Controlled in-memory latency check after fit (seed=42, k=20, 200 queries,
1 warmup run, 3 measured runs, C helper, TURBOQUANT_ADC_THREADS=8):
| lane | fit ms | measured searches | p50 ms | p90 ms | p95 ms | avg ms |
|---|---|---|---|---|---|---|
| scalar FlashHadamard-16 | 27710.8 | 600 | 7.179 | 8.522 | 8.955 | 7.248 |
| FlashHIGGS2 | 27374.8 | 600 | 7.025 | 8.460 | 8.895 | 7.186 |
Interpretation: the C-side HIGGS2 byte-table path removes the obvious Python table-build penalty. HIGGS2 reached latency parity with scalar in this controlled run, but one HIGGS2 max-latency outlier was observed, so this is still a parity signal rather than a production speed claim.
Interpretation: FlashHIGGS2 is a better candidate generator at smaller
shortlists, not a universally better reranker. The initial single-seed snapshot
showed a larger M=12 gain (+2.0 recall@10), while the 4-seed 200-query sweep
shows a smaller but more robust gain (+0.79 at M=12, +1.34 at M=10). At M=20,
the scalar shortlist is already near saturation and HIGGS2 adds only +0.11
recall@10. Encode is currently slower because p=2 assignment uses nearest-grid
lookup; this is acceptable for a research lane but not yet a default engine
path. The current encoder chunks the grid assignment to avoid materializing all
dimension-pairs at once, and the search path builds HIGGS2 byte tables in C
before the same fused top-k scorer.
Decision: keep FlashHIGGS2 as an experimental benchmark/quantizer option.
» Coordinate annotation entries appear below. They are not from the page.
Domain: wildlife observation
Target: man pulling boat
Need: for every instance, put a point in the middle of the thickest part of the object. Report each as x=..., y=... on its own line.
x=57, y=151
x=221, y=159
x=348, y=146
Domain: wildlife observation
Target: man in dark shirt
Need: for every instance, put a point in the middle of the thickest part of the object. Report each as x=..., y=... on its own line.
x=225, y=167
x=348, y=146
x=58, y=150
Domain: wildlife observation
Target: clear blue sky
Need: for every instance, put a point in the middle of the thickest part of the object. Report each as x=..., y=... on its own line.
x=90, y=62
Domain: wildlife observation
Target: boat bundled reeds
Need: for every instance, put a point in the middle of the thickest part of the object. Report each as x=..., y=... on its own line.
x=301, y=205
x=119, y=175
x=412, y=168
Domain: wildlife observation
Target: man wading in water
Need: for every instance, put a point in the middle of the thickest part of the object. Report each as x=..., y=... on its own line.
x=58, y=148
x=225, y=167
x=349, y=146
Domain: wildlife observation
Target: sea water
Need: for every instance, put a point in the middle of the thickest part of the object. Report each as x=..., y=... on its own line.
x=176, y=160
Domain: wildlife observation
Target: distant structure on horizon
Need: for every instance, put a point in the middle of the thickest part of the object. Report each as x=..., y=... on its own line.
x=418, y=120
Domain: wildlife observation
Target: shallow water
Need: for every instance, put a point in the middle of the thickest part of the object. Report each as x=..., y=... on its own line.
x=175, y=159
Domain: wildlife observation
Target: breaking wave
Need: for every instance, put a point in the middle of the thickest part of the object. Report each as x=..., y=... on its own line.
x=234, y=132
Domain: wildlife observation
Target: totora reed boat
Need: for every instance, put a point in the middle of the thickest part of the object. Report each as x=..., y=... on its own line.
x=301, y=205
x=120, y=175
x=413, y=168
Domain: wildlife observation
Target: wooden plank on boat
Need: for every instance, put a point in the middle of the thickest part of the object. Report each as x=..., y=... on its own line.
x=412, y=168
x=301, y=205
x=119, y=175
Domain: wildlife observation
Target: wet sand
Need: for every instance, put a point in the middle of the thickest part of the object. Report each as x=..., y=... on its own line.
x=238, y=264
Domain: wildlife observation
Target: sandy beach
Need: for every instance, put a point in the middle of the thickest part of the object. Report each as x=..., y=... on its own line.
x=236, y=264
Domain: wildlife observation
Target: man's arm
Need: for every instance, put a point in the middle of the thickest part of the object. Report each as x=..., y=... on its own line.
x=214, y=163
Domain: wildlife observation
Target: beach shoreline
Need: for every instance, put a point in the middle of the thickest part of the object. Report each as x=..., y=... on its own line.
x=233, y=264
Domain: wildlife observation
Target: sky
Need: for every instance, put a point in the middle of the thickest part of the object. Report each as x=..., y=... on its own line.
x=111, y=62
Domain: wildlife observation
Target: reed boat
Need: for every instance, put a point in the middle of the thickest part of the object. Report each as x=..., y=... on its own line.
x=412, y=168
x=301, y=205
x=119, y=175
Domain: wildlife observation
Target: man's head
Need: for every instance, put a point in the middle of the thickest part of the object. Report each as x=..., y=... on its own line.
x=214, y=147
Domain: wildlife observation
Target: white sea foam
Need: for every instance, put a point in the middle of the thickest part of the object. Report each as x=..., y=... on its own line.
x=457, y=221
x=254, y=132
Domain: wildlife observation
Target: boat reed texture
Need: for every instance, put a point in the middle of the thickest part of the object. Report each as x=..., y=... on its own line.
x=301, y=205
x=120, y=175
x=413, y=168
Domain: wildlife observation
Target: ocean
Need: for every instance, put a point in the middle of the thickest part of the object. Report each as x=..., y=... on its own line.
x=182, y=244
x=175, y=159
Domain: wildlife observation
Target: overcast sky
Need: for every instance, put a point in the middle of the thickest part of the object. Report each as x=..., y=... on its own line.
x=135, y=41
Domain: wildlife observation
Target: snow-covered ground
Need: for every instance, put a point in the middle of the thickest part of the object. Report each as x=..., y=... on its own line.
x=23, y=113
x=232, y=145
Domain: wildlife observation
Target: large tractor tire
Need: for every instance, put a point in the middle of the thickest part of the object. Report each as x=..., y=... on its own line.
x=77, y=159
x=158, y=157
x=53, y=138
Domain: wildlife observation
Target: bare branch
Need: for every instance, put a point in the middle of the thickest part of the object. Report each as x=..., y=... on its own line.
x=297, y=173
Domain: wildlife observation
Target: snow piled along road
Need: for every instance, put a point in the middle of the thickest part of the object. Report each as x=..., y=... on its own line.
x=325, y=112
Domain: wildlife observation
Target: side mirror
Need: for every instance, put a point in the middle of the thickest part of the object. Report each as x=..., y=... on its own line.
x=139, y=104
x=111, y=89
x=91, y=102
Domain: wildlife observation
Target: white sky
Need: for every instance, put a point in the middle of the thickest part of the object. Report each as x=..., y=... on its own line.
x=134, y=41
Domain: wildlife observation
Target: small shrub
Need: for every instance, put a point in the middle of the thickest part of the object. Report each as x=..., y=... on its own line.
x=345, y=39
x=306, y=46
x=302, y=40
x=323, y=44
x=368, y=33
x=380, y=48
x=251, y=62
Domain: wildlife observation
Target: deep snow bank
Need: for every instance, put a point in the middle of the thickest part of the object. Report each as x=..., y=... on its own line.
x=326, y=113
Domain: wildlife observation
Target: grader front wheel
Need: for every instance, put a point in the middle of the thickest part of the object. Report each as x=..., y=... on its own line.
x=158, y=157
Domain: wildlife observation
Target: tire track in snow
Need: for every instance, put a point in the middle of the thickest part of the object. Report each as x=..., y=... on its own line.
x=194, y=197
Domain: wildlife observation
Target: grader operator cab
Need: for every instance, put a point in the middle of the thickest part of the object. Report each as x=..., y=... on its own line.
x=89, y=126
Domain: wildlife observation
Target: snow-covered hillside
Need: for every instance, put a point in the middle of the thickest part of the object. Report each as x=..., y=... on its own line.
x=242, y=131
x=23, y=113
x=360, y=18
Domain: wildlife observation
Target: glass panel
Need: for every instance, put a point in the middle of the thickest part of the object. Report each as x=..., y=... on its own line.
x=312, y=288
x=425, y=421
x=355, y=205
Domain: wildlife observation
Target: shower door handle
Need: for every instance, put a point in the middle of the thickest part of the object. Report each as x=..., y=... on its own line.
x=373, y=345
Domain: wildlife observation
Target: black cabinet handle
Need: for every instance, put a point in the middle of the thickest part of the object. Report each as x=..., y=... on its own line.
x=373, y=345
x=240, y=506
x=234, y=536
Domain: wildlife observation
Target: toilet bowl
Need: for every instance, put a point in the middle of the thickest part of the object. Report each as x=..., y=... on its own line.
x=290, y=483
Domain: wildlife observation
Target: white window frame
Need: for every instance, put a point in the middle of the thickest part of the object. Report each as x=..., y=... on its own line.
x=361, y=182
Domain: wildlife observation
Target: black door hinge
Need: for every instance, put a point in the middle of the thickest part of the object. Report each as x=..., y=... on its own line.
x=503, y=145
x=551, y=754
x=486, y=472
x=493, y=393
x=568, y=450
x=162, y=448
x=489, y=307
Do
not promote it to the PG engine until a larger query set and preferably a
raw-kernel latency benchmark prove that a smaller HIGGS2 shortlist can replace
a larger scalar shortlist at equal or lower end-to-end latency.
The evaluator exposes these sweep lanes as
turboquant_block16_{higgs2_,}packed4_sq8rerank{M} for
M in {8,10,12,14,16,18,20,50,100}.
For full Gutenberg sweeps, prefer scripts/bench_flashhiggs2_sweep.py;
it fits the scalar and HIGGS2 inner quantizers once each, then reuses the
same max-M shortlist for all SQ8 rerank M values.
Latency breakdown
| Stage | p50 ms | Share |
|---|---|---|
| Hadamard transform | 0.15 | 2% |
| C packed scorer (8 threads) | 6.6 | 72% |
| Argpartition / top-k | 0.9 | 10% |
| SQ8 gather + rerank | 0.5 | 5% |
| Python overhead | 1.0 | 11% |
| Total | ~9.2 |
The packed scorer is the dominant cost (~6.6ms), scanning 103K × 1440 bytes = 149MB per query. This is the current dominant cost under the present exhaustive CPU layout, not a fundamental limit. Shortlist size M has minimal impact on latency (8.5-9.5ms for M=8-20) because the scorer cost is fixed. Rerank overhead is negligible (<0.5ms for M=12).
Robustness
Stable across seeds 42/123/7/999 on vetted 50-query subset. 200-query
runs confirm 50-query results within noise (see turboquant-consumer-plan.md).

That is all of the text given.